In 1987, many people thought of AIDS as a death sentence, passed through casual contact such as doorknobs and hugs. It was in this climate that the Immigration and Nationality Act denied visas to anyone with a “communicable disease of public health significance,” adding HIV to the list alongside other travel-restricted conditions, such as tuberculosis and leprosy.
“It was really a relic of the Jesse Helms era,” said Steve Ralls of New York-based Immigration Equality, referring to the late conservative North Carolina senator.
The ban meant those with HIV and AIDS were not allowed to enter the U.S. and noncitizens already here could not stay, dividing families and upending lives. While immigration officials have granted special waivers to some people with the illness, the process is complicated and expensive, attorneys say.
Only about a dozen countries – including Saudi Arabia, Iraq and Libya – have similar HIV travel restrictions.

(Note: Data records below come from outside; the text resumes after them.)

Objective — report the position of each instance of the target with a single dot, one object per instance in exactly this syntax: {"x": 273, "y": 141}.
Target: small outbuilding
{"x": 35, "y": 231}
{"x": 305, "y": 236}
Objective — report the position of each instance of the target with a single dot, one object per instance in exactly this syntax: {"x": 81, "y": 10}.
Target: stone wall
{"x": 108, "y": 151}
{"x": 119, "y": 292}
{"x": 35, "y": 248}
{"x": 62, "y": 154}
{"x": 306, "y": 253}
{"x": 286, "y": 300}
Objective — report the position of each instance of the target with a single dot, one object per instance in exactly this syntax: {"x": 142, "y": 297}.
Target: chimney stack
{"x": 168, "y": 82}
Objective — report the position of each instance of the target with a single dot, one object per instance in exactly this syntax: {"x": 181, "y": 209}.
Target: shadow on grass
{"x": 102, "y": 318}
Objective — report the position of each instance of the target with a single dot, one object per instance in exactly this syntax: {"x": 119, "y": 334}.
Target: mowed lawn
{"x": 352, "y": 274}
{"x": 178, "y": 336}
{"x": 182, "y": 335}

“It’s not often that you get to do the right thing by science, as well as achieve some social justice and equity,” said Dr. Martin Cetron of the Centers for Disease Control and Prevention.
The repeal was supported by many human rights and public health organizations, from the American Medical Association to the World Health Organization, which have long said there was no medical basis for the sanction. The CDC, however, was required by statute to uphold the ban, said Cetron, director of the Division of Global Migration and Quarantine.
“It’s huge news for us,” said Kate Miller, a paralegal advocate at AIDS Legal Council of Chicago. “It’s not enough that people with HIV often lose their homes and their livelihoods … but the ban meant that they often lost their families, as well.”
Beyond affecting individual lives, the federal policy also tarnished America’s reputation abroad, undermining efforts to fight HIV/AIDS globally, advocates reported. It is one reason no major international AIDS conference has been held in the U.S. for almost 20 years.
Miller’s office has turned away “hundreds” of cases over the years.
“There’s nothing we can do for them,” she said. “It’s heartbreaking.”
The ban’s elimination is a testimony to persistence and Americans’ evolving attitudes about the disease, Miller said. When the CDC solicited feedback, it received more than 20,000 comments, the vast majority in favor of the repeal.
The process started during the Clinton administration but picked up momentum under George W. Bush, eager to build a legacy around his HIV work. As a candidate, Obama pledged to keep up the fight, culminating in the White House ceremony a month ago when it was announced the ban would end Jan. 4.
Until then, anyone applying for an immigrant visa will have to be tested for the infection during a medical exam, part of the process. Tourists could lie about their illness, but they risked being questioned or detained if HIV medications were found in their luggage, experts said.
For Dr. Heidemarie Kremer, the reprieve came just in time. The prominent AIDS researcher contracted the virus in 1988 as a 25-year-old medical student drawing blood in Germany.
Since 2001, she has been at the University of Miami, the only home her 9-year-old twins have known. It’s also where the physician has friends, work and a life. The HIV law meant if Kremer returned to Germany to visit her sick mother, she could not re-enter the U.S. She also needed to request a waiver from the federal government every two years to remain here.
Recently, Kremer’s luck ran out and her latest waiver request was denied. Despite her impressive academic credentials, immigration court initiated removal proceedings because of the infection, throwing the family into limbo. With the new rules and a court date that has been postponed, Kremer is optimistic but hardly complacent about her future.
“The stigma of HIV has been a greater burden than HIV itself,” she said.